Pedestal currents correspond to slow individual miniature synaptic currents (A) Experimental design. Miniature currents were recorded for >5 min in a naive cell in organotypic slice cultures, preceding an uncaging survey to classify the pedestal prevalence. (B) Aligned miniature currents from 4 exemplary cells. Each average miniature current was constructed from (left to right) 63, 88, 129, and 85 minis, respectively. (C) Uncaging surveys from 12 sites for each cell in (B). Cells that had 2 or more sites with <20% normalized pedestal amplitude were classified as weak pedestal (incidence range = 13%–33%), and cells with 2 or more sites with >20% pedestal amplitude were classified as strong pedestal (incidence range = 17%–50%). (D) Distributions of fitted 90%–10% decay times of individual miniature currents. Each column represents a cell classified according to the post hoc uncaging results, and each point is the decay time of an individual current.
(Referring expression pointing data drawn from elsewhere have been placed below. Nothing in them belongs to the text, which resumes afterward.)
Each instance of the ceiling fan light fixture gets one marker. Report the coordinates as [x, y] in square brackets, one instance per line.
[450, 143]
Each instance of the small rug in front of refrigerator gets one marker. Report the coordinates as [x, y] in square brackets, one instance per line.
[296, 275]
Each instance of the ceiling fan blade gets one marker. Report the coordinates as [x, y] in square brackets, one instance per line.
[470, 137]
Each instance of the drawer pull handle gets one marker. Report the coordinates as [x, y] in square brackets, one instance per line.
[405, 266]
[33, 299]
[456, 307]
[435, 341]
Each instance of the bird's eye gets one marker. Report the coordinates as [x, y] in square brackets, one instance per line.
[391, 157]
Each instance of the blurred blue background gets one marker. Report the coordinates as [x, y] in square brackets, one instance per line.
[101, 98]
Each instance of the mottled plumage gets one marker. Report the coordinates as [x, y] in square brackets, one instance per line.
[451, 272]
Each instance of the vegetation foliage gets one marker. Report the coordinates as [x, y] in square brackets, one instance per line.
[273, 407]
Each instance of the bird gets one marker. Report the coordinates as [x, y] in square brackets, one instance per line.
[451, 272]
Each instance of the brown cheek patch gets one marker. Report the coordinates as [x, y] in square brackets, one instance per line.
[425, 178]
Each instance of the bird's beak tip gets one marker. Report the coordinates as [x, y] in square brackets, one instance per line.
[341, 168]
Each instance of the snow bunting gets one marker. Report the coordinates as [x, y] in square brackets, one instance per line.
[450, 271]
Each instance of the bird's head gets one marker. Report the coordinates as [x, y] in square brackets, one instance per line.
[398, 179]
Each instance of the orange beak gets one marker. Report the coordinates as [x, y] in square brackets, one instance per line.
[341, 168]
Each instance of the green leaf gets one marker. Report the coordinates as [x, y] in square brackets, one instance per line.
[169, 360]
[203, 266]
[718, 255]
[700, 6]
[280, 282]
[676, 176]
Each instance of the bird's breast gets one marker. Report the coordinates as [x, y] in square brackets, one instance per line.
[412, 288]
Black bars are the mean values. Numbers of miniature currents averaged in each group are as follows (left to right): no pedestal, 63, 91, 141, 208, 315, 454, 116, 31, 73, 33, 135, 49; weak pedestal, 26, 361, 36, 88, 37, 32; pedestal, 148, 37, 10, 129, 49, 24, 107, 35; γ-8 overexpression, 101, 26, 85, 14. (E) Summary of miniature currents with decays longer than 20 ms. Increasing intensity of pedestal currents correlates with detection of more miniature currents with long decays (r² = 0.67). (F) Miniature current amplitudes according to the same classification. Each point represents the amplitude of an individual miniature current, bars are averages (no pedestal, 13 ± 2 pA; weak pedestal, 9.8 ± 0.5 pA, p versus no pedestal = 0.75; strong pedestal, 17 ± 2 pA, p versus no pedestal = 0.49; γ-8 overexpression, 17 ± 3 pA, p versus no pedestal = 0.7), and the number of cells in each group is indicated in brackets.

Figure 7

Overexpression of γ-8 converts almost all synaptic responses to pedestal responses (A) Glutamate uncaging at 10 Hz at 9 sites on a neuron electroporated with the auxiliary subunit γ-8. In the example shown, all sites tested exhibited pedestal responses, although the magnitude of the pedestal response at site 9 was small. Tiled micrograph of Alexa Fluor 594 fluorescence. (B) Overexpression of γ-8 increased the fraction of pedestal responses to 95% (n = 4 cells) and significantly increased the mean pedestal level (Dunnett’s test for multiple comparisons). Overexpression of dominant-negative forms of gamma-8 and gamma-2 eliminated large pedestal responses but did not change the mean pedestal response, because the fraction of sites giving no pedestal response was reduced. (C) Gamma-8 overexpression slowed the pedestal rise time, whereas dominant-negative TARP expression sped it up. Each point represents a single response to uncaging. (D) Pedestal current off-kinetics were almost insensitive to TARP overexpression.